Recensione: Mimmo e il suo ultimo desiderio

Quest’oggi, nell’appuntamento settimanale dedicato ai corti, come vengono chiamati in gergo, il cui nome deriva appunto dalla lunghezza della pellicola, a sua volta definita nel linguaggio cinematografico appunto “metraggio”, ci occupiamo di Mimmo e il suo ultimo desiderio.

Pellicola drammatica, realizzata nel 2005 da Giacomo Mondadori, laureato in storia all’Università Statale di Milano, inizia la sua carriera da sceneggiatore e regista nel 1999, con il suo primo corto: L’uomo bianco, con Riccardo Cristiani e Lorenzo De Marini

Mimmo Domandi, saggio anziano 75enne, riabbraccia il figlio Marco tornato dall’Etiopia con l’indigena Sara, sua futura moglie, da cui aspetta una bambina. Tra padre e figlio c’è sempre stato un rapporto difficile, fatto di mille incomprensioni.

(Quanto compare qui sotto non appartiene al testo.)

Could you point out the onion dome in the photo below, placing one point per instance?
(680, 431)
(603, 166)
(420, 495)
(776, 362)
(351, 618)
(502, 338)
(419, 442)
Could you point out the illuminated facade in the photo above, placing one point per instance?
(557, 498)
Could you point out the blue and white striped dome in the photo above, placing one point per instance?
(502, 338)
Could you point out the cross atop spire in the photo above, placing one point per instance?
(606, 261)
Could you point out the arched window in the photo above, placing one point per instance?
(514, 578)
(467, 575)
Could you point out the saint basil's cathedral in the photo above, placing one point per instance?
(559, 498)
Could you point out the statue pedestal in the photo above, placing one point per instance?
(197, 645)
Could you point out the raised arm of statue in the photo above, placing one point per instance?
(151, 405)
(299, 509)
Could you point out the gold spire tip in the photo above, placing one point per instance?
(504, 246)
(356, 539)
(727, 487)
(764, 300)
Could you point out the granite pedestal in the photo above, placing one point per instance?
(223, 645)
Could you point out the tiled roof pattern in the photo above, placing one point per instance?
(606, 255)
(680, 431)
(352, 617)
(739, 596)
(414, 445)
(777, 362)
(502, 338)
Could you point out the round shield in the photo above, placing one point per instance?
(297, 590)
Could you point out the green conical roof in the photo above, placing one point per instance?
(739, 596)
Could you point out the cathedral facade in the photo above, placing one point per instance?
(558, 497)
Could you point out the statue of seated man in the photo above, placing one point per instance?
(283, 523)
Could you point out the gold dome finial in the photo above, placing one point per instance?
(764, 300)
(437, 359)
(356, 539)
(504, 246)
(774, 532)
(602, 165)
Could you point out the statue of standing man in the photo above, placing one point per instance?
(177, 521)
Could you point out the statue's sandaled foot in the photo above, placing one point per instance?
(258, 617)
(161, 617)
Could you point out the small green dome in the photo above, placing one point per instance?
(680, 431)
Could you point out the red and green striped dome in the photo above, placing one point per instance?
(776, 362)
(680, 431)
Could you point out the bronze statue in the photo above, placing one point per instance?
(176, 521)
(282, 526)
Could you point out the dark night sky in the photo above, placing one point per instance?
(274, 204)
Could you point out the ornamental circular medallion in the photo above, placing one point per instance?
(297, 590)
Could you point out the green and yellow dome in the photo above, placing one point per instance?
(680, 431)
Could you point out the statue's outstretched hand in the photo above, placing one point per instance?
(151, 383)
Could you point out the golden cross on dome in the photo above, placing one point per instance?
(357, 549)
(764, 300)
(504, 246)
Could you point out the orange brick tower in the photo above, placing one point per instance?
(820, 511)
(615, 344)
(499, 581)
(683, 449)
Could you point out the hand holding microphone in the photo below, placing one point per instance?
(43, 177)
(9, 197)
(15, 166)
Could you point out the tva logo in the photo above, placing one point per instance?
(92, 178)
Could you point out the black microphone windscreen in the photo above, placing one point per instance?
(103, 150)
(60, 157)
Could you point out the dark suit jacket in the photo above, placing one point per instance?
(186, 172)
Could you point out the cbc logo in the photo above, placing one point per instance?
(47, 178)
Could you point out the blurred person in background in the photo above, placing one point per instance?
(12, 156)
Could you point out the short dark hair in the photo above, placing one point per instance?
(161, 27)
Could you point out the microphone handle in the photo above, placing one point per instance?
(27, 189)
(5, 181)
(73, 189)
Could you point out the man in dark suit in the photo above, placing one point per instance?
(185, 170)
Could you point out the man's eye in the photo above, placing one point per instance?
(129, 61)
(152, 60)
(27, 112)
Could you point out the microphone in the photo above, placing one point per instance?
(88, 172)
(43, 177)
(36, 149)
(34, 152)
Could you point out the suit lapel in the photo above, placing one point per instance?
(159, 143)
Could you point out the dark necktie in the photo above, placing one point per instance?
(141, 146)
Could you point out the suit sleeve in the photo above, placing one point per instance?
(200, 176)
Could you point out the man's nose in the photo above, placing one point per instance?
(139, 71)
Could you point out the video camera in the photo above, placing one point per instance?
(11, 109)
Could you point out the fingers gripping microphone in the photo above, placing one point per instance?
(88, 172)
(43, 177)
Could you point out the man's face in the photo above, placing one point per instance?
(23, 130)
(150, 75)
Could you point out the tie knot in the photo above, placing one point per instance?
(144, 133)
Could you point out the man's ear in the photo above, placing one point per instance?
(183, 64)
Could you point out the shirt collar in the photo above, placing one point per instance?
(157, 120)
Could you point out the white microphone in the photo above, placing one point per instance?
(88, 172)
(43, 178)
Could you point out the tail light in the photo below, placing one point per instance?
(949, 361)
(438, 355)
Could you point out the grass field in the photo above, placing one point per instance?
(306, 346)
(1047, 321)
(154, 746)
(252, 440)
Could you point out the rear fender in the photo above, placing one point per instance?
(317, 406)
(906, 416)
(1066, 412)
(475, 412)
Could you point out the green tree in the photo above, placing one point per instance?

L’occasione di un riavvicinamento tra i due però si guasta, per via dell’improvvisa partenza di Marco, che abbandona Sara al suo destino.

Ritrovatasi sola ed in condizioni disagiate, Mimmo, seppur anziano e molto malato, decide di porre rimedio ai “danni” del figlio, sposando Sara e dando così una casa ed un futuro al nipote in arrivo.

Una breve storia di soli 13 minuti, ispirata ad un fatto di cronaca realmente accaduto, ed interpretata da Saba Anglana, Marco Mario De Notarsi e Alcide Pasquini.